Gene Electrotransfer to Muscle With Plasmid AMEP in Patients With Disseminated Cancer

Inclusion Criteria:

• Age > 18 years.
• Performance status < 1 (ECOG).
• Histologically confirmed malignant tumor (solid tumor) of any histology,
• Metastatic disease. Patients with asymptomatic brain metastases are eligible.
• Patient should have been offered standard treatment.

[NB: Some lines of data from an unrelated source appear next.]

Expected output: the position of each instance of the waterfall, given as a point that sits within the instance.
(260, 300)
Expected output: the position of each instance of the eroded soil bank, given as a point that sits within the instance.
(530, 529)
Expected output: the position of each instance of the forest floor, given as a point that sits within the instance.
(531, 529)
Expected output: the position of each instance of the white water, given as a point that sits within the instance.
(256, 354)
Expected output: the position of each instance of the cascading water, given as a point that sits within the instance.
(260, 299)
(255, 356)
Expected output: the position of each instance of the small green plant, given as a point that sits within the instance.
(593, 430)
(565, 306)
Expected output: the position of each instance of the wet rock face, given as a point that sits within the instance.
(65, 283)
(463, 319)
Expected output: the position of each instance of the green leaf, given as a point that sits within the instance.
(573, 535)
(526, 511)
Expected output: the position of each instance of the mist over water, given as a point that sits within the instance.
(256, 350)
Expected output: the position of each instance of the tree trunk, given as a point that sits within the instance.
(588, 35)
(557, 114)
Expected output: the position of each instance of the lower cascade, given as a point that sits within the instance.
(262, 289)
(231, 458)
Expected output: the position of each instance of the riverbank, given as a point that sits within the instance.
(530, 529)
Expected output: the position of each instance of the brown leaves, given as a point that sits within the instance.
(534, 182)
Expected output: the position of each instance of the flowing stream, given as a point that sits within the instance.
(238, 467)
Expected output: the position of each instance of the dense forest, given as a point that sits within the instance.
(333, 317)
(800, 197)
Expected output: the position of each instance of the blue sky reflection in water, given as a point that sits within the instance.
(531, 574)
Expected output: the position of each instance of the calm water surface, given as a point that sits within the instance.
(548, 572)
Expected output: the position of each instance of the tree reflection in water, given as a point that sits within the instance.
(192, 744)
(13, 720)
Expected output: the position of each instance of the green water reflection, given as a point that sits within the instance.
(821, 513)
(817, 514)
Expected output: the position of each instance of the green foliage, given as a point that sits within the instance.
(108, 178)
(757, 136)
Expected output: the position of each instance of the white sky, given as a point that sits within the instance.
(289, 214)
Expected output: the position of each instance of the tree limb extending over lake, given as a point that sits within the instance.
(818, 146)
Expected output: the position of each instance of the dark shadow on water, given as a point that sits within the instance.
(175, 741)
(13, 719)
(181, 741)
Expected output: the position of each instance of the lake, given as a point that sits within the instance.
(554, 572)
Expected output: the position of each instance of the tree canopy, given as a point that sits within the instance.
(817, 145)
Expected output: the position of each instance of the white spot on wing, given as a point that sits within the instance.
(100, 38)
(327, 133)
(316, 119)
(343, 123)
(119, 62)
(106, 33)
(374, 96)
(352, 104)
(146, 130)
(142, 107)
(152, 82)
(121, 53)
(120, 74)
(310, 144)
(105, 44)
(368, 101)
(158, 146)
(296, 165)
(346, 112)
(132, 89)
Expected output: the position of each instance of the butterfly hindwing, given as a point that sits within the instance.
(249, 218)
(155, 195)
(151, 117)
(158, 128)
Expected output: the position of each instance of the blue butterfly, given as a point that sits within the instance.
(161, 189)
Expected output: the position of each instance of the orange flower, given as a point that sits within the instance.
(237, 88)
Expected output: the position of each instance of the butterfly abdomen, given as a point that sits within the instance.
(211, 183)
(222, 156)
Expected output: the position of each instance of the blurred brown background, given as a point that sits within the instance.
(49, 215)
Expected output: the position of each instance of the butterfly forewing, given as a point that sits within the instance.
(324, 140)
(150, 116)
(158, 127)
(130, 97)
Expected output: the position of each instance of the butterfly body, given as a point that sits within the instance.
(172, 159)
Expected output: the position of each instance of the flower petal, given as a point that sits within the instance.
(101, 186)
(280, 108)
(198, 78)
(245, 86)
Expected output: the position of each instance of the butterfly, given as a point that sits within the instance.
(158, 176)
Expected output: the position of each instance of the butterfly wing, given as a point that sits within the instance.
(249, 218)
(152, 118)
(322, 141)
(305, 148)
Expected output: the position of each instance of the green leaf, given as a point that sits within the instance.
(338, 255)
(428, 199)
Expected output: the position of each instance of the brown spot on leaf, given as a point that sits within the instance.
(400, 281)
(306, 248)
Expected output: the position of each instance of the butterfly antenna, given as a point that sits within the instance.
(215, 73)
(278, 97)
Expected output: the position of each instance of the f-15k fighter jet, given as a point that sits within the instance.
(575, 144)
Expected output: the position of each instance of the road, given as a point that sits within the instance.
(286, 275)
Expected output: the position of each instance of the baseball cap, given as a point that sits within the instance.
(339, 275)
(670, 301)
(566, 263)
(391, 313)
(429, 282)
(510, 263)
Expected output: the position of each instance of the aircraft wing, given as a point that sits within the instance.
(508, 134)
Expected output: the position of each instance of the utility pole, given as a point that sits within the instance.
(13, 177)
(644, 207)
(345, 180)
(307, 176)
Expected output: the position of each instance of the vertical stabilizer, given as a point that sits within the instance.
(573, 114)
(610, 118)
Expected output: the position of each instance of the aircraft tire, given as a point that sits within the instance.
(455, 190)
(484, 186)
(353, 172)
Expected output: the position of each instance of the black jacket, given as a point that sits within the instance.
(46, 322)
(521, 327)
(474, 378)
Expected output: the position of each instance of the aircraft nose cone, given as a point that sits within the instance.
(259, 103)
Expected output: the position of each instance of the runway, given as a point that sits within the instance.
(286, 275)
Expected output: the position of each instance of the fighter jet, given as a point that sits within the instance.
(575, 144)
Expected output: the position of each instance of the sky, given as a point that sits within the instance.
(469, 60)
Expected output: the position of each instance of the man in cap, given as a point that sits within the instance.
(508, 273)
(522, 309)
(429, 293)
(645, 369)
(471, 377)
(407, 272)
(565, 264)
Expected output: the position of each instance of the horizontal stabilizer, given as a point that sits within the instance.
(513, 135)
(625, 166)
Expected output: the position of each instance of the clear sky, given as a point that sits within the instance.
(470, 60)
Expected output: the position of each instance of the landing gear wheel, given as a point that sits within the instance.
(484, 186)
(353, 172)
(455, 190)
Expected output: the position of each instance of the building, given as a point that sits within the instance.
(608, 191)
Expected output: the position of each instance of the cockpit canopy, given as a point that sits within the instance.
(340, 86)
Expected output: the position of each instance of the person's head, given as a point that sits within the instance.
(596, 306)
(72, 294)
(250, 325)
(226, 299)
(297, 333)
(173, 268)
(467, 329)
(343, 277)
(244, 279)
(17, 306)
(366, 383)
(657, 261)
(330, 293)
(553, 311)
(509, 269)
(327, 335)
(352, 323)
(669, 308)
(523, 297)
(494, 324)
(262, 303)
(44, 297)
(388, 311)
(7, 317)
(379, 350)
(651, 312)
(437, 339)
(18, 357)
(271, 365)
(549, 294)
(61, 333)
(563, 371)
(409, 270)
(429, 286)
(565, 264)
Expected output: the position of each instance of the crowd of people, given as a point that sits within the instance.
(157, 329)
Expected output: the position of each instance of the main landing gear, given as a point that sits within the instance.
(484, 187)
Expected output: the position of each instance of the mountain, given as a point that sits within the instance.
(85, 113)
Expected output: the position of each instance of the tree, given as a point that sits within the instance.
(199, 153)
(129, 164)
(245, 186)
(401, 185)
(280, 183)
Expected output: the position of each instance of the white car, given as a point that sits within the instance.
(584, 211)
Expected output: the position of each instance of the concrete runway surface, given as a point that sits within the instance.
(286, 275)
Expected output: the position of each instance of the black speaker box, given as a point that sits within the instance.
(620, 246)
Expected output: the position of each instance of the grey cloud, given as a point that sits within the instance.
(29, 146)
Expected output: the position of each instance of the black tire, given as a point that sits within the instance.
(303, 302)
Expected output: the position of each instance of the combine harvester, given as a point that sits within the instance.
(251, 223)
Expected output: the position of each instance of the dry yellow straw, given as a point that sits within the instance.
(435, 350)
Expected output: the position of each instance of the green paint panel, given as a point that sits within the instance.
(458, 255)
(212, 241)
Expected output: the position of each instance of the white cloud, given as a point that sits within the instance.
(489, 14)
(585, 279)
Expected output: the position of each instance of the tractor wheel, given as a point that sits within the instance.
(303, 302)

Patient is eligible if no standard treatment is available or if the patient does not wish to receive standard treatment.
• Life expectancy ≥ 3 months.
• Measurable disease defined as at least one measurable lesion according to RECIST 1.1
• Patient should have adequate organ function:
• Adequate bone marrow function: Neutrophil count ≥ 1.0 x 109/l (≤ grade 2 CTCAE 4.0); Platelet count ≥ 75 x 109/l (< grade 2 CTCAE 4.0); Hemoglobin ≥ 6,0 mmol/l.
• Liver: ALAT or ASAT < 3 ULN (< grade 2 CTCAE 4.0); Bilirubin ≤ 1,5 ULN (< grade 2 CTCAE 4.0); APTT within normal range; INR ≤ 1,2 (< grade 1 CTCAE 4.0)
• Kidney: Plasma creatinin ≤ 1.5 ULN (< grade 2 CTCAE 4.0)
• At least 4 weeks since any anti-cancer treatment.
• Men and women of reproductive age must use effective contraception during the study and at least 6 months after administration of plasmid AMEP.
• Patient should be able to understand the participant information and able to comply with protocol requirements and scheduled visits.
• Signed informed consent.

Exclusion Criteria:

• Allergy to the anaesthetic used.
• Clinical signs of active infection.
• Implanted pacemaker, defibrillator or any other implanted electronic device.
• Participation in other clinical trials involving experimental drugs or participation in a clinical trial within 4 weeks before initiation of study treatment.
• AMI (acute myocardial infarction), stroke or acute ischemic event within the last 6 months.
• Severe atherosclerosis, significant cardiovascular disease (NYHA III or IV) or significant arrhythmias.
• Systolic blood pressure above 180 mm Hg and/or diastolic blood pressure above 110 mm Hg. If BP >180/110 mm Hg medical correction is allowed and the patient can be included when BP < 180/110 mm Hg.
• Pregnancy and lactation.
• Clinically significant coagulopathy.
• Treatment with anticoagulant drugs.
• Other disorders which the investigator finds incompatible with participation in the study.